As long as you're not in despotism, it's very valuable. You get an extra sheild and an extra gold for every tile that is already producing one.
 
You crsuh the fool that is fighing with you, if you were on par with them before that. You get an extra shield on tile making shields, so if you have a city wiht 10 tiles mined, you now gain 10 more shields. This cuts time off of that unit.
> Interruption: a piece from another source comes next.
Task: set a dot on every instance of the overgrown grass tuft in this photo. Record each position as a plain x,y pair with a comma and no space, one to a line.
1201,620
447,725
So I would expect to see those 80 shield calv go maybe from 6 turn in a 15 shield city (5.3 turns) to 4 turns. So instead of getting 3 calv out uring those 20 turns, you get 5. If you did that in 5 cities and gan 1 extra in a few more, then someoneshould have got hurt.
 
plus, you should be building up a good set of gold - I find that I usually have a pile of gold after my GA, if I'm not researching my way through it. That you can use later to cash rush improvements or deficit research or whatever you want.
 
The GA was incredible! When Egypt invaded with all their might, it reminded me of the great crusades, and I was on the wrong end of it. Surviving the initial attacke and getting the GA at the same time turned the game around. I was able to use the extra gpt and shield to grow a substantially quick mighty knight army, and turned the invasion onto Egypts turf. Twice I built 8 knights in a single turn. By time the GA has ended, Egypt was half of its prior mighty world leading size, it's capitol and Smith Great Wonders were displayed in Athens, it's citizens living in their mighty seaports, harbors and agricultural cities were learning Greek, and their remaining cities are divided between an ocean of green. Since their territory is greater than I can conquor at this time -- I don't want to spread my knights out so thin that I cannot defend my territory -- we smoked the peace pipe as Egypt agreed to pay for the war (this was nice of them to reimburse me for the initial bribing of Rome and England), and handed over all of their technology that I missed out on while I preoccupied chopping their chariots and musketmen down. Also, while defending my country I went antique shopping and took over 20 catapults from their cities (plus 100 workers). I think they'll miss their cities more than their antiques.

Lesson learned: When at war against a stronger country, RAZE the fricking city. I loss over 30 knights when a captured city or one of my own cities flipped to Egypt.
 
Well you learn to not leave units in a captured city after the first turn. Just leave a few less valuable units and if it flips, recapture it.